Consideraciones finales

La exploración de una ontología del presente por parte de Foucault no sería posible si no fuera por la lectura que el filósofo francés realiza de Kant desde sus obras tempranas, algo que resulta cada vez más notorio en sus trabajos de la década de 1960 y que luego retoma a fines de la década de 1970 y comienzos de 1980 desde una mirada centrada en la relación entre el gobierno y la verdad cuando nuestro autor apele a la Ilustración kantiana para leer también a los antiguos (Platón y los cínicos) como manera de mostrarnos la convergencia entre el pensar sin tutelas, saliendo de la minoría de edad, de modo autónomo, y la parresía, el hablar franco del filósofo, el coraje de la verdad frente al poder.

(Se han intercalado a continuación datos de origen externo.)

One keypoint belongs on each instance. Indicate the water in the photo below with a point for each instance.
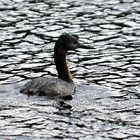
(106, 104)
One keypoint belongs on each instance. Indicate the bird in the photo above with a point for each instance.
(63, 86)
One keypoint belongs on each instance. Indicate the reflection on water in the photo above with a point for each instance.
(106, 104)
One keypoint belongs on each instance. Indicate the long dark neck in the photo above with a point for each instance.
(61, 64)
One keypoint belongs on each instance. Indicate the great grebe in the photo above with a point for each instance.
(63, 86)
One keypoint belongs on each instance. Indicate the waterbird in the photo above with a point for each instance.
(63, 86)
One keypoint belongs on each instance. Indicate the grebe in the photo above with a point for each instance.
(63, 86)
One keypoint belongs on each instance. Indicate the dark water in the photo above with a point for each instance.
(106, 105)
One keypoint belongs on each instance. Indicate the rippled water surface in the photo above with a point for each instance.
(107, 101)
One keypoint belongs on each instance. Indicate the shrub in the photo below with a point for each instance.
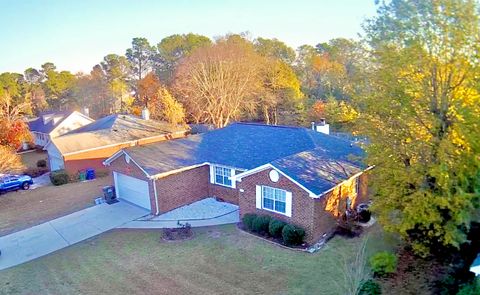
(35, 172)
(383, 263)
(247, 220)
(275, 228)
(260, 224)
(470, 289)
(59, 177)
(370, 287)
(364, 216)
(292, 235)
(42, 163)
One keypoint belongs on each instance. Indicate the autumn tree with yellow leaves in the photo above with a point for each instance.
(421, 113)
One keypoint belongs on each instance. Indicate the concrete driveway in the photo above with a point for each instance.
(59, 233)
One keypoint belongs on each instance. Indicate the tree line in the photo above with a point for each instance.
(411, 85)
(215, 81)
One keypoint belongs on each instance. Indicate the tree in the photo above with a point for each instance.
(217, 83)
(169, 109)
(173, 48)
(13, 130)
(281, 99)
(34, 91)
(58, 86)
(141, 56)
(274, 48)
(116, 70)
(10, 163)
(148, 90)
(420, 112)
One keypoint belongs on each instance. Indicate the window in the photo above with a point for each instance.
(223, 176)
(274, 199)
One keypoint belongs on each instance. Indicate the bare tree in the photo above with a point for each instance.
(218, 83)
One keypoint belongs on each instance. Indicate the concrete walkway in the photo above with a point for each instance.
(59, 233)
(205, 212)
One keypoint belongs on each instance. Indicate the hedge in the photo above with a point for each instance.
(275, 228)
(260, 224)
(59, 177)
(247, 221)
(293, 235)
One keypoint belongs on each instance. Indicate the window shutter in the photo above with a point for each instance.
(212, 174)
(288, 204)
(259, 197)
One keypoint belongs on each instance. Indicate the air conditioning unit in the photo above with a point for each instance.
(109, 194)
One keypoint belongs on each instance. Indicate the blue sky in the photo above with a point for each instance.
(75, 35)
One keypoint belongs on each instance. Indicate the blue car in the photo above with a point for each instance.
(15, 182)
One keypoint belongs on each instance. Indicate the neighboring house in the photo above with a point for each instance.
(90, 145)
(295, 174)
(475, 267)
(49, 125)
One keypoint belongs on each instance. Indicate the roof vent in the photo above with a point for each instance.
(321, 127)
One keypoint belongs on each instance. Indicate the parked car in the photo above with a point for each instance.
(15, 182)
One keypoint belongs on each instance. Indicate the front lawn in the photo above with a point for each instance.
(218, 260)
(22, 209)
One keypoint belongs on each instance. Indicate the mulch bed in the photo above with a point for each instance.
(272, 240)
(177, 234)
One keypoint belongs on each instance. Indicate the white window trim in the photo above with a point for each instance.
(272, 210)
(213, 178)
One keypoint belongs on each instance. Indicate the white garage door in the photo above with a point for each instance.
(132, 189)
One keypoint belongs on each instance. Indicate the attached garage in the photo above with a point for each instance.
(132, 189)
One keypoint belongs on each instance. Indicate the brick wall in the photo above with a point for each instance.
(303, 207)
(182, 188)
(225, 193)
(316, 216)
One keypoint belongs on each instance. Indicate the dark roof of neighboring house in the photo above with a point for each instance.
(240, 145)
(38, 125)
(109, 130)
(321, 169)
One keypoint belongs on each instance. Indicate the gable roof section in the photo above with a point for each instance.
(320, 170)
(239, 145)
(38, 125)
(111, 130)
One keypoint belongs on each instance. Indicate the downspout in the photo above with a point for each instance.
(156, 197)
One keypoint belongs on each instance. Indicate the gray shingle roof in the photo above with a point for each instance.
(37, 125)
(246, 146)
(321, 169)
(113, 129)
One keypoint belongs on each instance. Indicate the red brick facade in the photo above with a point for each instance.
(316, 215)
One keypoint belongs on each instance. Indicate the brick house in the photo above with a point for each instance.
(90, 145)
(295, 174)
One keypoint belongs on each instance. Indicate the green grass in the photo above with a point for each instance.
(219, 260)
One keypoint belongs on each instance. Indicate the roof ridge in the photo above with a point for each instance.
(268, 125)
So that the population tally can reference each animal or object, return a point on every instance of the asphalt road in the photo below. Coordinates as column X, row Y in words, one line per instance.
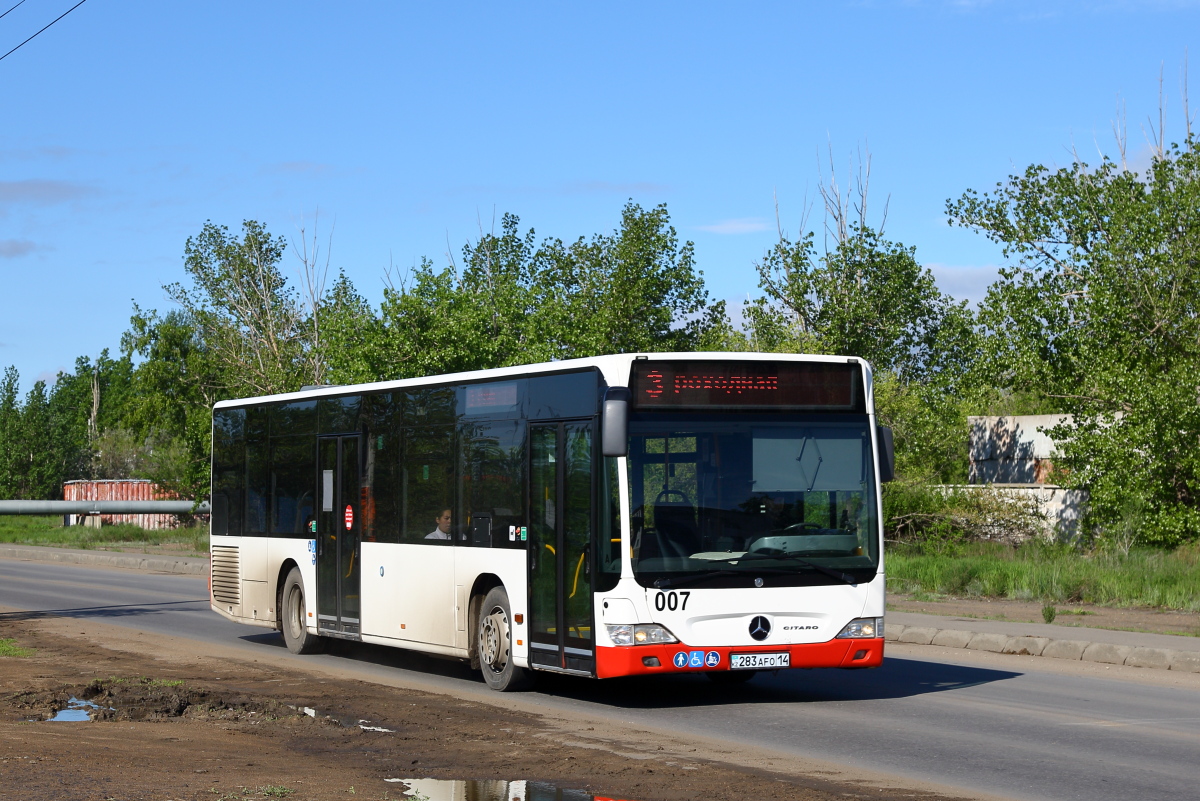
column 991, row 724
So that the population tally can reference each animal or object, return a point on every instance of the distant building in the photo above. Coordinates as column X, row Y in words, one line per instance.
column 1014, row 456
column 119, row 489
column 1012, row 450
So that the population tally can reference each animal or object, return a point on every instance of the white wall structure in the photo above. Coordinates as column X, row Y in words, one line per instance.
column 1013, row 456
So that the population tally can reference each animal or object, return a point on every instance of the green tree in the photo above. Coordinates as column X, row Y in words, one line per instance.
column 1099, row 314
column 10, row 435
column 514, row 301
column 255, row 325
column 869, row 296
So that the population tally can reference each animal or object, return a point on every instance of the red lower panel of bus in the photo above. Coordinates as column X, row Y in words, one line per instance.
column 640, row 660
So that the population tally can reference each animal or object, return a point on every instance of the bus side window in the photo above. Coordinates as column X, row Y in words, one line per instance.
column 493, row 482
column 427, row 483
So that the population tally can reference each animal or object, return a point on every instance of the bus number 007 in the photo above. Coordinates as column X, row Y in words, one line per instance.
column 671, row 601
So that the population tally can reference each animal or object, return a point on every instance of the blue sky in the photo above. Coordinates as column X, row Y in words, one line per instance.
column 129, row 124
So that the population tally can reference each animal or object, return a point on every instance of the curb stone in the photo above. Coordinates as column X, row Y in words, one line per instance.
column 1066, row 649
column 988, row 642
column 953, row 638
column 1057, row 649
column 1107, row 652
column 918, row 636
column 1026, row 645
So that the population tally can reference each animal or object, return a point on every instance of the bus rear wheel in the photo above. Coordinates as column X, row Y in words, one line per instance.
column 294, row 615
column 495, row 644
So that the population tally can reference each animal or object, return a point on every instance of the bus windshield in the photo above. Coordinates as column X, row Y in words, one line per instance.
column 739, row 499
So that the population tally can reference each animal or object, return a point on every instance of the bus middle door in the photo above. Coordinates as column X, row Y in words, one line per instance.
column 561, row 636
column 339, row 536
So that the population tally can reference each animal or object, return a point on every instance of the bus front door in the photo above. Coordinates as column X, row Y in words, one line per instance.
column 339, row 536
column 561, row 518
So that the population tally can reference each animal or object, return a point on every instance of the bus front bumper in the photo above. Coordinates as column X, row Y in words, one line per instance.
column 679, row 657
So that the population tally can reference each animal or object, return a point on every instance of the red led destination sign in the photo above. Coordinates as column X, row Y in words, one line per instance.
column 735, row 385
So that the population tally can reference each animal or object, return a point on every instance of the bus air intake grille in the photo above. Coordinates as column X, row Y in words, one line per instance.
column 226, row 574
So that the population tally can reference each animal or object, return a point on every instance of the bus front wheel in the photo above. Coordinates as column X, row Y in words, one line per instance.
column 294, row 616
column 495, row 644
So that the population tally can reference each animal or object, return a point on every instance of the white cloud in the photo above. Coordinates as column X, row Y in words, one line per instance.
column 42, row 192
column 299, row 168
column 11, row 248
column 738, row 226
column 969, row 283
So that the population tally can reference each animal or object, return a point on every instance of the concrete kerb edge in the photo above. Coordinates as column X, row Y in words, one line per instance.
column 107, row 559
column 1159, row 658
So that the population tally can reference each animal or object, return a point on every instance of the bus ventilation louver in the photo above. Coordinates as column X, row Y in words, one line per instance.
column 226, row 574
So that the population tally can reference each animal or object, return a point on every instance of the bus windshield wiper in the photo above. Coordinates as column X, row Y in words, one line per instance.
column 667, row 583
column 828, row 571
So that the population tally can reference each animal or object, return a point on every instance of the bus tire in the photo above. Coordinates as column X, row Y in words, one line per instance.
column 294, row 614
column 493, row 638
column 731, row 678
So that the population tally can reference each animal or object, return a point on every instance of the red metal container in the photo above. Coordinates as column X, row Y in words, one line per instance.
column 121, row 489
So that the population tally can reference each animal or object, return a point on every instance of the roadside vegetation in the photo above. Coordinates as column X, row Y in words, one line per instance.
column 30, row 530
column 1095, row 314
column 1048, row 572
column 9, row 648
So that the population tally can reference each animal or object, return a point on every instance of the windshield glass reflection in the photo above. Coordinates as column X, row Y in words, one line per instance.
column 744, row 494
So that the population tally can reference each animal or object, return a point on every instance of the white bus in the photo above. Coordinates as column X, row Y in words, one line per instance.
column 625, row 515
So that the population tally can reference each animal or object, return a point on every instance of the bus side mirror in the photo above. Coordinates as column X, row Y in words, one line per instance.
column 615, row 422
column 887, row 453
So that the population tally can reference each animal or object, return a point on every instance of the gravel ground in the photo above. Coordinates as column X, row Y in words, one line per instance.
column 173, row 723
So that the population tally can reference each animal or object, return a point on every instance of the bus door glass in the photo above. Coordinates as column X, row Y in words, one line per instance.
column 559, row 542
column 339, row 535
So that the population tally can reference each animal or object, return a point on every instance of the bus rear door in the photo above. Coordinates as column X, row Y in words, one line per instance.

Concluyendo, podríamos situar a Foucault en un linaje integrado por Diógenes, Kant y Nietzsche en el sentido que su práctica filosófica implica la constitución, ya visualizada tempranamente en el curso de 1954-1955, de una filosofía entendida como lucha y un ethos filosófico como acto de libertad radical, propia de un temperamento libertario e ilustrado al mismo tiempo, que hace que los conceptos esenciales de su pensamiento estén indeleblemente ligados a su espíritu crítico, no universalista, escéptico y anti-humanista.

 

Bibliografía:

  1. Castro, Edgardo, Diccionario Foucault. Temas, conceptos y autores, Siglo XXI Editores, Buenos Aires, 2018.
  2. Foucault, Michel, Obras esenciales, Paidós, Barcelona, 2010.
  3. Foucault, Michel, Una lectura de Kant. Introducción a la antropología en sentido pragmático, Siglo XXI Editores, Buenos Aires, 2009.
  4. Foucault, Michel, La cuestión antropológica. Una historia de la pregunta por el hombre. Curso de 1954-1955, Siglo XXI Editores, Buenos Aires, 2024.
  5. Foucault, Michel, El discurso filosófico. Siglo XXI Editores, Buenos Aires, 2025.

Notas

[1] Michel Foucault, Obras esenciales, ed. cit., p. 999.
[2] Michel Foucault, La cuestión antropológica, ed. cit., p. 264.
[3] Ibidem, p. 71.
[4] Ibidem, p. 73.
[5] Ibidem, p. 79.
[6] Michel Foucault, Una lectura de Kant, ed. cit., p. 77.
[7] Michel Foucault, El discurso filosófico, ed. cit., p. 114.